So, now that we’ve officially all grown up out of our “rewatch” stage, let’s start Series 5. Which, to be quite honest, I kind of don’t know what to make of just yet. There are some adorable scenes, and some funny scenes and some head-scratching “I kind of don’t know what is happening right now” scenes and I guess it’s possible we’ll just have to see how things go, huh?
Anyway, onward! We officially kick off Series 5 with “Preserve the Romance” and “Dry Your Tears.” Sorry to say that the write-ups have fallen about a week behind the actual on-air run, I got a bit distracted by all these exciting Sherlock events going on this week. Click through and come chat with me and feel free to leave your thoughts, favorite moments, funny lines, general rants, whatever, in the comments.
Series 5, Episode 1: “Preserve the Romance”
This is the One Where: Martin’s plans to move to London seem to be put on hold now that Louisa’s given birth but of course no one has any conversations about their relationship or anything ever.
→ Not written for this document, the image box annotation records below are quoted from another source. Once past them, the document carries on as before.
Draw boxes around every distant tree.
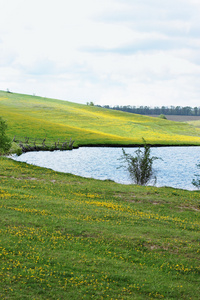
[192,163,200,189]
[120,139,158,185]
[0,117,11,153]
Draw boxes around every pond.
[12,147,200,190]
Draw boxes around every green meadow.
[0,157,200,300]
[0,91,200,146]
[0,92,200,300]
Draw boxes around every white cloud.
[0,0,200,106]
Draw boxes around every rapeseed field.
[0,92,200,146]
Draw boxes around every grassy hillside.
[0,91,200,146]
[0,157,200,300]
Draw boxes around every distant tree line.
[97,105,200,116]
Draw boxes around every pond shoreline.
[15,143,200,155]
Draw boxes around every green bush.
[121,139,158,185]
[0,117,11,153]
[192,163,200,189]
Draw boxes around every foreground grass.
[0,157,200,299]
[0,91,200,146]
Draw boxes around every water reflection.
[12,147,200,190]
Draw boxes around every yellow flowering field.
[0,157,200,300]
[0,91,200,146]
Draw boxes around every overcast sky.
[0,0,200,106]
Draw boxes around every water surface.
[12,147,200,190]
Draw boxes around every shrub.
[159,114,167,120]
[192,163,200,189]
[0,117,11,153]
[121,139,158,185]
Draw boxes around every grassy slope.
[0,157,200,300]
[0,92,200,145]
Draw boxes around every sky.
[0,0,200,107]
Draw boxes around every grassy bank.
[0,91,200,146]
[0,157,200,300]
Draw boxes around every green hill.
[0,91,200,146]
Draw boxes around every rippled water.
[12,147,200,190]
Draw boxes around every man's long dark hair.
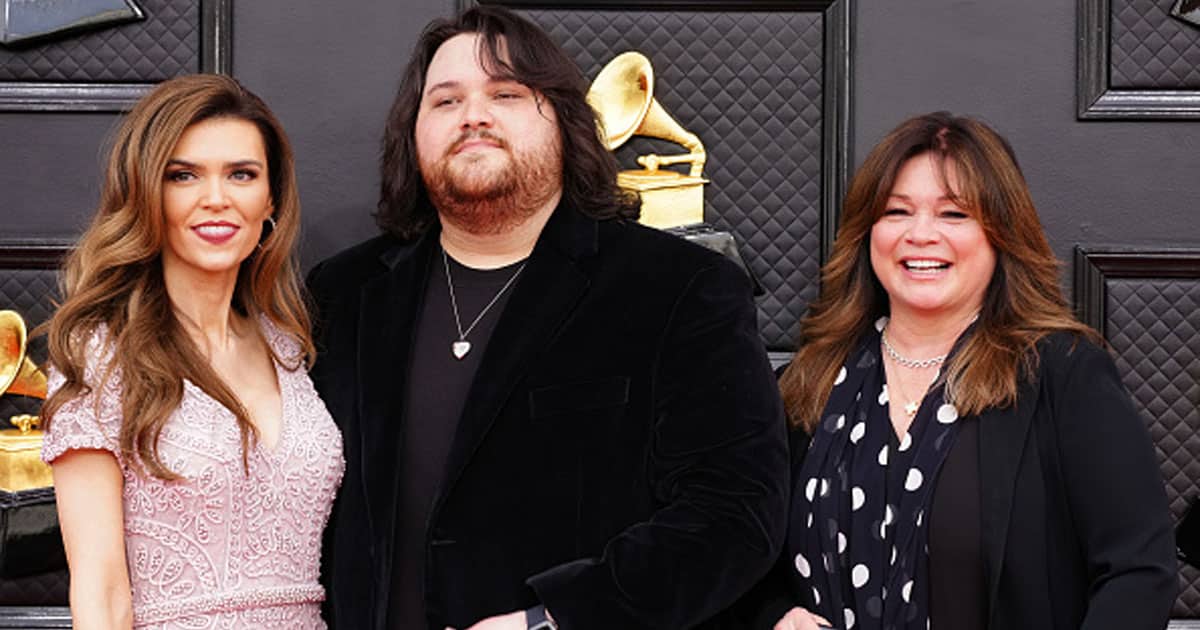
[376,6,640,240]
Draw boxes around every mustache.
[446,130,509,155]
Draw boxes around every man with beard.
[308,6,788,630]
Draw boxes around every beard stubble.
[420,131,563,234]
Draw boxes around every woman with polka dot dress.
[748,113,1177,630]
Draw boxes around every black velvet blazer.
[737,334,1178,630]
[308,206,790,630]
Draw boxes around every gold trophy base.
[617,170,708,229]
[0,428,54,492]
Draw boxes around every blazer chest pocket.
[529,377,629,420]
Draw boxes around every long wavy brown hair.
[376,5,641,240]
[780,112,1098,431]
[42,74,313,479]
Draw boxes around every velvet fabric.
[308,206,790,630]
[737,334,1178,630]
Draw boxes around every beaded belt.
[133,584,325,625]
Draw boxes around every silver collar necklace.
[440,247,529,359]
[880,325,949,370]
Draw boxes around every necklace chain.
[880,325,948,370]
[442,247,528,348]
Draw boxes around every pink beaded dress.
[42,319,346,630]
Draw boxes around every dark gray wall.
[853,0,1200,279]
[0,0,1200,279]
[234,0,455,268]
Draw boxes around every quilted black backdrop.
[1109,0,1200,90]
[472,1,848,352]
[0,0,200,83]
[1075,250,1200,619]
[0,244,67,607]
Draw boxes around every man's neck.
[439,194,560,269]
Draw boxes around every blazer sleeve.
[1050,341,1178,630]
[528,259,790,630]
[305,258,373,630]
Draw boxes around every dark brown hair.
[42,74,313,479]
[376,6,640,240]
[780,112,1098,428]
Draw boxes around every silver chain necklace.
[880,325,949,370]
[442,247,528,359]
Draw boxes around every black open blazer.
[310,206,790,630]
[738,334,1178,630]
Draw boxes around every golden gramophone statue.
[0,311,65,578]
[588,52,763,295]
[588,52,708,228]
[0,311,54,492]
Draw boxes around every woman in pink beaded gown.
[42,74,344,630]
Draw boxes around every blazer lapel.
[358,234,437,559]
[433,206,598,504]
[979,383,1037,626]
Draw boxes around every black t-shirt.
[388,252,523,630]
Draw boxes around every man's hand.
[446,611,526,630]
[775,606,833,630]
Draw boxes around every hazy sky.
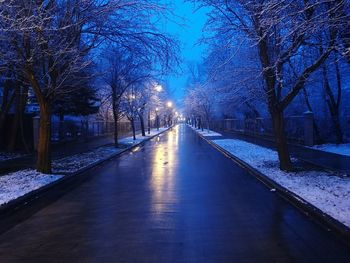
[163,0,206,104]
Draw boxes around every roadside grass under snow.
[0,128,166,205]
[189,126,222,137]
[0,169,62,205]
[0,152,25,162]
[189,126,350,227]
[213,139,350,227]
[311,143,350,156]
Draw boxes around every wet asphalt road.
[0,125,350,262]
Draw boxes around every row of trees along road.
[187,0,350,170]
[0,0,175,173]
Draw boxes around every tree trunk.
[138,112,146,137]
[58,114,64,141]
[0,80,16,148]
[303,88,323,142]
[37,103,51,174]
[114,118,119,148]
[7,85,22,152]
[323,61,344,144]
[332,113,344,144]
[130,118,136,141]
[271,111,293,171]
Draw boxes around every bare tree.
[194,0,342,170]
[0,0,175,173]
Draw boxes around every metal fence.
[208,116,305,144]
[51,121,141,142]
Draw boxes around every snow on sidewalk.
[311,143,350,156]
[0,152,25,162]
[0,128,166,205]
[189,125,222,137]
[0,169,62,205]
[213,139,350,227]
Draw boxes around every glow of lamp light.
[154,85,163,92]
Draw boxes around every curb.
[194,126,350,245]
[0,128,170,234]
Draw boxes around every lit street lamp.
[148,84,163,134]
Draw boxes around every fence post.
[304,111,314,146]
[32,116,40,150]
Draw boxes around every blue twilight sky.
[162,0,207,103]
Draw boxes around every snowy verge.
[310,143,350,156]
[188,125,222,137]
[212,139,350,227]
[0,169,62,205]
[0,152,26,162]
[0,128,167,206]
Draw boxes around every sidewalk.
[216,130,350,174]
[0,136,114,175]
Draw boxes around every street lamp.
[148,84,163,134]
[156,108,159,131]
[154,84,163,92]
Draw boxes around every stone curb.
[0,128,170,233]
[194,126,350,245]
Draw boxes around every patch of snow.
[0,169,62,205]
[0,128,166,205]
[311,143,350,156]
[0,152,25,162]
[189,125,222,137]
[52,128,166,173]
[213,139,350,227]
[52,146,122,173]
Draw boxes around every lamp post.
[156,108,159,131]
[148,84,163,135]
[166,101,173,127]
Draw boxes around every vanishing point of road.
[0,125,350,263]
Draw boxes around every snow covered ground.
[189,126,222,137]
[52,146,122,174]
[0,152,25,162]
[0,128,166,205]
[311,143,350,156]
[213,139,350,227]
[0,169,62,205]
[191,128,350,227]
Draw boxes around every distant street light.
[154,84,163,92]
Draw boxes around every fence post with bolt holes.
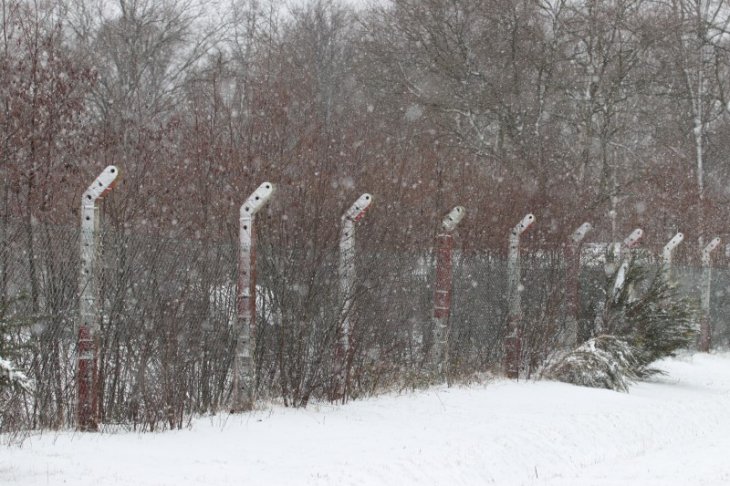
[76,165,119,430]
[337,193,373,394]
[231,182,274,412]
[699,238,720,353]
[433,206,466,373]
[613,228,644,301]
[565,222,592,348]
[504,214,535,379]
[662,233,684,280]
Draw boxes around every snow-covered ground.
[0,354,730,486]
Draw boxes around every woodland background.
[0,0,730,428]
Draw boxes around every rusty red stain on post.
[433,234,454,319]
[504,328,522,380]
[76,326,97,430]
[565,245,580,328]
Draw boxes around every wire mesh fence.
[0,218,730,432]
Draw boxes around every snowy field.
[0,354,730,486]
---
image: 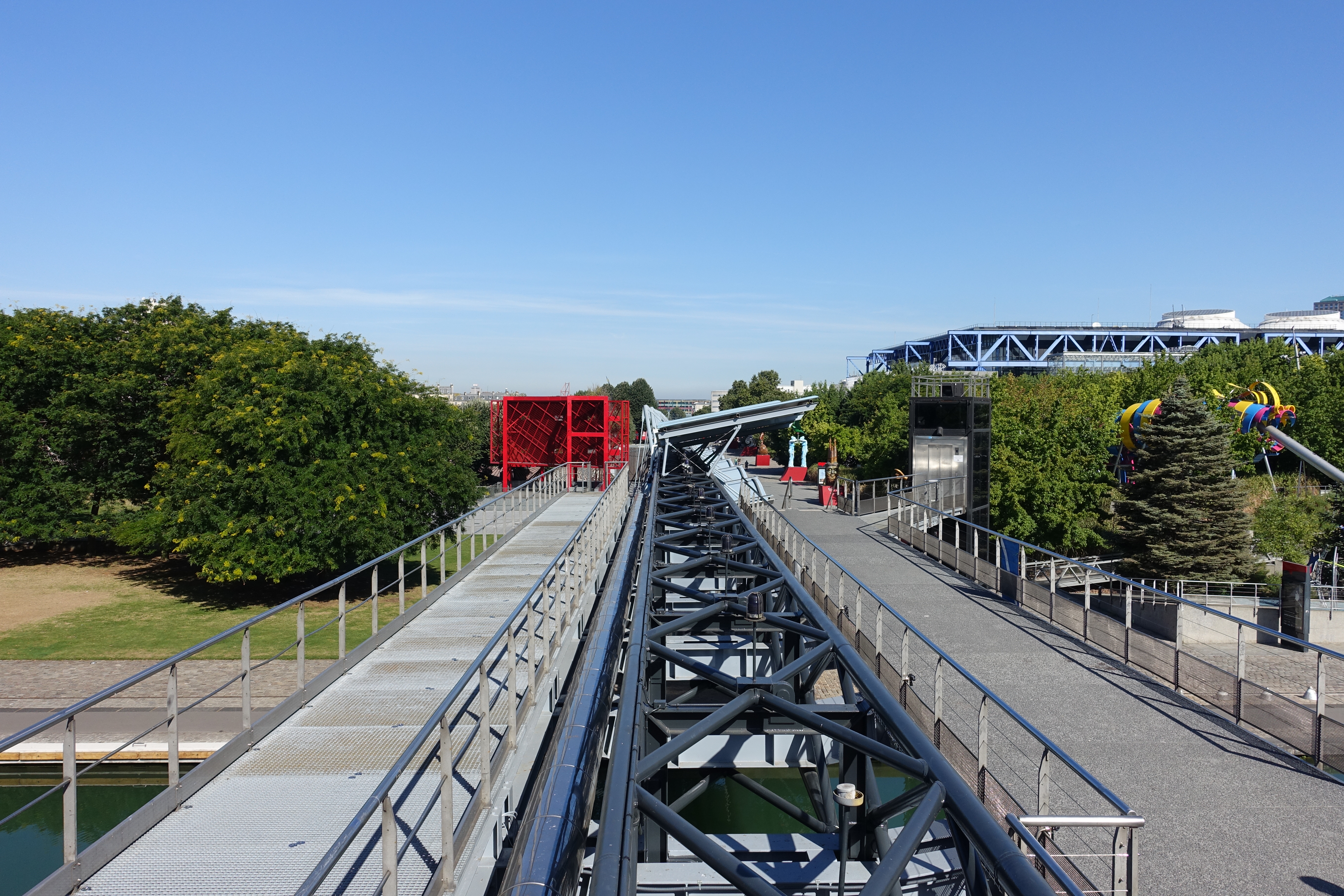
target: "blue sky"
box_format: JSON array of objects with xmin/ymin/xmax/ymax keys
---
[{"xmin": 0, "ymin": 3, "xmax": 1344, "ymax": 396}]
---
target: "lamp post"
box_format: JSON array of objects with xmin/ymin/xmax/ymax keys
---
[
  {"xmin": 832, "ymin": 784, "xmax": 863, "ymax": 896},
  {"xmin": 747, "ymin": 591, "xmax": 765, "ymax": 685}
]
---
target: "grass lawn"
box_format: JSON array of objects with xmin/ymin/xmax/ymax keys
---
[{"xmin": 0, "ymin": 536, "xmax": 495, "ymax": 661}]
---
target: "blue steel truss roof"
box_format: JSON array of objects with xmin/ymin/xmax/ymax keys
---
[{"xmin": 845, "ymin": 324, "xmax": 1344, "ymax": 375}]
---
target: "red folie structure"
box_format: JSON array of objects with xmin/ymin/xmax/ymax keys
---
[{"xmin": 490, "ymin": 395, "xmax": 630, "ymax": 488}]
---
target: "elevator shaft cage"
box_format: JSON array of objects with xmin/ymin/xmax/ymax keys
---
[
  {"xmin": 594, "ymin": 445, "xmax": 1077, "ymax": 896},
  {"xmin": 910, "ymin": 372, "xmax": 991, "ymax": 525},
  {"xmin": 490, "ymin": 395, "xmax": 630, "ymax": 488}
]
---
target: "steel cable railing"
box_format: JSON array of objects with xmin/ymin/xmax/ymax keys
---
[
  {"xmin": 0, "ymin": 465, "xmax": 570, "ymax": 882},
  {"xmin": 742, "ymin": 486, "xmax": 1142, "ymax": 892},
  {"xmin": 887, "ymin": 497, "xmax": 1344, "ymax": 771},
  {"xmin": 297, "ymin": 466, "xmax": 629, "ymax": 896}
]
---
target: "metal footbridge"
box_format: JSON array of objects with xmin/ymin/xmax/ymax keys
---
[{"xmin": 0, "ymin": 399, "xmax": 1144, "ymax": 896}]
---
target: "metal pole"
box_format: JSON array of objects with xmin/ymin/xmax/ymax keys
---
[
  {"xmin": 296, "ymin": 601, "xmax": 308, "ymax": 690},
  {"xmin": 60, "ymin": 716, "xmax": 79, "ymax": 865},
  {"xmin": 336, "ymin": 582, "xmax": 345, "ymax": 659},
  {"xmin": 438, "ymin": 712, "xmax": 457, "ymax": 893},
  {"xmin": 476, "ymin": 661, "xmax": 495, "ymax": 809},
  {"xmin": 504, "ymin": 622, "xmax": 518, "ymax": 752},
  {"xmin": 168, "ymin": 662, "xmax": 182, "ymax": 802},
  {"xmin": 383, "ymin": 794, "xmax": 396, "ymax": 896},
  {"xmin": 240, "ymin": 629, "xmax": 252, "ymax": 731}
]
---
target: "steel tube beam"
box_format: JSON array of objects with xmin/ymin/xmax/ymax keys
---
[
  {"xmin": 634, "ymin": 786, "xmax": 784, "ymax": 896},
  {"xmin": 859, "ymin": 782, "xmax": 945, "ymax": 896},
  {"xmin": 715, "ymin": 476, "xmax": 1054, "ymax": 896},
  {"xmin": 499, "ymin": 486, "xmax": 644, "ymax": 896}
]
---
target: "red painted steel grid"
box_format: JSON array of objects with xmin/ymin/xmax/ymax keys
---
[{"xmin": 490, "ymin": 395, "xmax": 630, "ymax": 482}]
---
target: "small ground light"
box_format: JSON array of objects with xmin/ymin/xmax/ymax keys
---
[
  {"xmin": 832, "ymin": 784, "xmax": 863, "ymax": 893},
  {"xmin": 747, "ymin": 591, "xmax": 765, "ymax": 684}
]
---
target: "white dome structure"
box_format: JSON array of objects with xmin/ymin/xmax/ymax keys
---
[
  {"xmin": 1157, "ymin": 308, "xmax": 1250, "ymax": 329},
  {"xmin": 1259, "ymin": 312, "xmax": 1344, "ymax": 330}
]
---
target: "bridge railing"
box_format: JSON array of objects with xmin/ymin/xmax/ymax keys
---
[
  {"xmin": 887, "ymin": 501, "xmax": 1344, "ymax": 771},
  {"xmin": 297, "ymin": 465, "xmax": 630, "ymax": 896},
  {"xmin": 743, "ymin": 494, "xmax": 1144, "ymax": 893},
  {"xmin": 0, "ymin": 465, "xmax": 571, "ymax": 892}
]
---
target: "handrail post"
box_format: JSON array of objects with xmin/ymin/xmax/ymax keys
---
[
  {"xmin": 503, "ymin": 622, "xmax": 518, "ymax": 752},
  {"xmin": 1172, "ymin": 601, "xmax": 1185, "ymax": 692},
  {"xmin": 933, "ymin": 656, "xmax": 942, "ymax": 750},
  {"xmin": 168, "ymin": 662, "xmax": 180, "ymax": 790},
  {"xmin": 383, "ymin": 794, "xmax": 396, "ymax": 896},
  {"xmin": 242, "ymin": 629, "xmax": 252, "ymax": 731},
  {"xmin": 976, "ymin": 693, "xmax": 989, "ymax": 802},
  {"xmin": 1036, "ymin": 747, "xmax": 1050, "ymax": 815},
  {"xmin": 1232, "ymin": 623, "xmax": 1247, "ymax": 724},
  {"xmin": 438, "ymin": 712, "xmax": 457, "ymax": 893},
  {"xmin": 336, "ymin": 582, "xmax": 345, "ymax": 659},
  {"xmin": 1308, "ymin": 653, "xmax": 1325, "ymax": 770},
  {"xmin": 1083, "ymin": 567, "xmax": 1091, "ymax": 641},
  {"xmin": 476, "ymin": 661, "xmax": 495, "ymax": 810},
  {"xmin": 60, "ymin": 716, "xmax": 79, "ymax": 865},
  {"xmin": 296, "ymin": 601, "xmax": 308, "ymax": 690},
  {"xmin": 1110, "ymin": 826, "xmax": 1134, "ymax": 896},
  {"xmin": 1125, "ymin": 584, "xmax": 1129, "ymax": 662}
]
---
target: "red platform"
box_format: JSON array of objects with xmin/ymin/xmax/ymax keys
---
[{"xmin": 490, "ymin": 395, "xmax": 630, "ymax": 488}]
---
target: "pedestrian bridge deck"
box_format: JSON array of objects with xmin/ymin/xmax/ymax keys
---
[
  {"xmin": 81, "ymin": 493, "xmax": 600, "ymax": 896},
  {"xmin": 762, "ymin": 470, "xmax": 1344, "ymax": 895}
]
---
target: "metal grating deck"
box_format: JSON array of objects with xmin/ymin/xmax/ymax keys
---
[{"xmin": 81, "ymin": 494, "xmax": 600, "ymax": 896}]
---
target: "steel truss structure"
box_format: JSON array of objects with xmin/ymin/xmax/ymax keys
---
[
  {"xmin": 845, "ymin": 324, "xmax": 1344, "ymax": 376},
  {"xmin": 594, "ymin": 442, "xmax": 1054, "ymax": 896}
]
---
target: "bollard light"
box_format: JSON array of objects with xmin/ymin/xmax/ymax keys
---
[
  {"xmin": 747, "ymin": 591, "xmax": 765, "ymax": 622},
  {"xmin": 832, "ymin": 784, "xmax": 863, "ymax": 893}
]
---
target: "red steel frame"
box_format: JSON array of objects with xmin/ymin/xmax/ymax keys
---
[{"xmin": 490, "ymin": 395, "xmax": 630, "ymax": 488}]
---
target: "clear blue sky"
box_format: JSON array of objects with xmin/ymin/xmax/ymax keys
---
[{"xmin": 0, "ymin": 1, "xmax": 1344, "ymax": 396}]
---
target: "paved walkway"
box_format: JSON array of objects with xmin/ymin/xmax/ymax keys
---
[
  {"xmin": 81, "ymin": 494, "xmax": 598, "ymax": 896},
  {"xmin": 765, "ymin": 477, "xmax": 1344, "ymax": 896}
]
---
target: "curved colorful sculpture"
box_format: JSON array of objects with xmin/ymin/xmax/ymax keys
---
[
  {"xmin": 1214, "ymin": 381, "xmax": 1297, "ymax": 454},
  {"xmin": 1116, "ymin": 398, "xmax": 1162, "ymax": 453}
]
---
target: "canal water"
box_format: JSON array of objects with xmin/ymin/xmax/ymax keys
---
[
  {"xmin": 668, "ymin": 766, "xmax": 919, "ymax": 834},
  {"xmin": 0, "ymin": 764, "xmax": 188, "ymax": 896},
  {"xmin": 0, "ymin": 763, "xmax": 918, "ymax": 896}
]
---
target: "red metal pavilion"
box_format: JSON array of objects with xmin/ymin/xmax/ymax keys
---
[{"xmin": 490, "ymin": 395, "xmax": 630, "ymax": 488}]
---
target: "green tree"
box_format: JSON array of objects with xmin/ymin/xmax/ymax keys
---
[
  {"xmin": 114, "ymin": 333, "xmax": 480, "ymax": 582},
  {"xmin": 1116, "ymin": 378, "xmax": 1253, "ymax": 580},
  {"xmin": 989, "ymin": 373, "xmax": 1121, "ymax": 556},
  {"xmin": 0, "ymin": 297, "xmax": 273, "ymax": 541},
  {"xmin": 1253, "ymin": 492, "xmax": 1332, "ymax": 563}
]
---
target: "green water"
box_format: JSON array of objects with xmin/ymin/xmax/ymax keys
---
[
  {"xmin": 0, "ymin": 764, "xmax": 187, "ymax": 896},
  {"xmin": 668, "ymin": 766, "xmax": 918, "ymax": 834}
]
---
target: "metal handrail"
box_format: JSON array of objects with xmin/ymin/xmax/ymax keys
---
[
  {"xmin": 0, "ymin": 463, "xmax": 567, "ymax": 752},
  {"xmin": 1004, "ymin": 813, "xmax": 1083, "ymax": 896},
  {"xmin": 742, "ymin": 486, "xmax": 1133, "ymax": 815},
  {"xmin": 294, "ymin": 463, "xmax": 629, "ymax": 896},
  {"xmin": 887, "ymin": 498, "xmax": 1344, "ymax": 659}
]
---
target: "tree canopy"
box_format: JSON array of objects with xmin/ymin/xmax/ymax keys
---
[
  {"xmin": 0, "ymin": 298, "xmax": 484, "ymax": 582},
  {"xmin": 1116, "ymin": 378, "xmax": 1253, "ymax": 582}
]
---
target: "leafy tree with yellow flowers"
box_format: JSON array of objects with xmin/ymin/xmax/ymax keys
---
[{"xmin": 114, "ymin": 325, "xmax": 481, "ymax": 582}]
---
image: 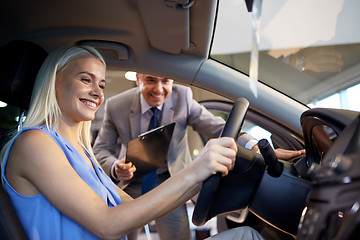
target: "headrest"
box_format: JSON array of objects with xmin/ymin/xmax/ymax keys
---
[{"xmin": 0, "ymin": 41, "xmax": 47, "ymax": 110}]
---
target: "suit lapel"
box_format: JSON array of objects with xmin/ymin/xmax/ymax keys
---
[{"xmin": 161, "ymin": 88, "xmax": 175, "ymax": 125}]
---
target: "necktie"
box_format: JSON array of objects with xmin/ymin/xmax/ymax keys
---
[{"xmin": 141, "ymin": 107, "xmax": 159, "ymax": 194}]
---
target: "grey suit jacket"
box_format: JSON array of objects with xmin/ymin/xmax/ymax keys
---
[{"xmin": 93, "ymin": 84, "xmax": 255, "ymax": 180}]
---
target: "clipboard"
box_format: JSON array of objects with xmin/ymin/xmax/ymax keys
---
[{"xmin": 125, "ymin": 122, "xmax": 175, "ymax": 177}]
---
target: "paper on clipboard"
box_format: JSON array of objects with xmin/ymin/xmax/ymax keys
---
[{"xmin": 126, "ymin": 123, "xmax": 175, "ymax": 176}]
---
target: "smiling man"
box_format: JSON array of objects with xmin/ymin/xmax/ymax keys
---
[{"xmin": 94, "ymin": 74, "xmax": 257, "ymax": 240}]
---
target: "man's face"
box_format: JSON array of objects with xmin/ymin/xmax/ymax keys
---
[{"xmin": 136, "ymin": 73, "xmax": 173, "ymax": 107}]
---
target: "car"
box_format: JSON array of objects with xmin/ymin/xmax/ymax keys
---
[{"xmin": 0, "ymin": 0, "xmax": 360, "ymax": 239}]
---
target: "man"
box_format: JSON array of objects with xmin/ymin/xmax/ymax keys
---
[{"xmin": 94, "ymin": 73, "xmax": 304, "ymax": 240}]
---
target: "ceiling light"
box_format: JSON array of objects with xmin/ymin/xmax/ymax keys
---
[{"xmin": 0, "ymin": 101, "xmax": 7, "ymax": 107}]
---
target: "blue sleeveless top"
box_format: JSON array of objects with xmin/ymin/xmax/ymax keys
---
[{"xmin": 1, "ymin": 125, "xmax": 126, "ymax": 240}]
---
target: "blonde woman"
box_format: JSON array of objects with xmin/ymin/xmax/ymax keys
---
[{"xmin": 1, "ymin": 47, "xmax": 261, "ymax": 239}]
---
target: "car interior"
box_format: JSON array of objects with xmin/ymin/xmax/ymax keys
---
[{"xmin": 0, "ymin": 0, "xmax": 360, "ymax": 240}]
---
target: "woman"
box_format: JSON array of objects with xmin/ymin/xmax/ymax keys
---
[{"xmin": 2, "ymin": 47, "xmax": 257, "ymax": 239}]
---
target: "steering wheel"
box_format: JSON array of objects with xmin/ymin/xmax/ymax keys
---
[{"xmin": 192, "ymin": 98, "xmax": 249, "ymax": 226}]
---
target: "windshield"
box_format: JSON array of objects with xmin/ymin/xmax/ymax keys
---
[{"xmin": 211, "ymin": 0, "xmax": 360, "ymax": 111}]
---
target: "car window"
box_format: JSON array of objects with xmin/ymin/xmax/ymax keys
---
[{"xmin": 211, "ymin": 0, "xmax": 360, "ymax": 111}]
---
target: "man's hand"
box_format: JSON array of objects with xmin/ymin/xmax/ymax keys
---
[{"xmin": 115, "ymin": 158, "xmax": 136, "ymax": 181}]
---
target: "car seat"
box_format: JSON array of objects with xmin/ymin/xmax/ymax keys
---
[{"xmin": 0, "ymin": 40, "xmax": 47, "ymax": 240}]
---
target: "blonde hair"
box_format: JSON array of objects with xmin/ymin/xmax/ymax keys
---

Diana Dibbs, the new GP set to replace Martin, arrives in Portwenn and Martin has some doubts about her competency. Aunt Joan dies suddenly and Pauline has apparently been kidnapped by aliens, as she vanishes completely from the face of the earth.
The Curious Case of the Disappearing Receptionist. By far the strangest – well, maybe most jarring, not really strange in the sense of weird – bit of this episode was the sudden disappearance of Pauline. Since this is one of the few (only possibly?) mid-season break that picks back up with the action almost immediately after the prior series finale, the fact that Pauline literally just vanishes, after we had multiple scenes of her discussing her plans for new organizational systems at the surgery where we’ve already been told she’s being kept on, was really very disconcerting. As was the fact that Al apparently isn’t worried about her or missing her or anything. (I mean, she was just in the crowd of people at Large’s Restaurant, giving everyone the play by play on the baby’s birth. A couple of hours is the max time that can possibly have elapsed?) I’m assuming this situation must have come up due to a scheduling conflict for the actress, but it was definitely not handled as deftly as it should have been.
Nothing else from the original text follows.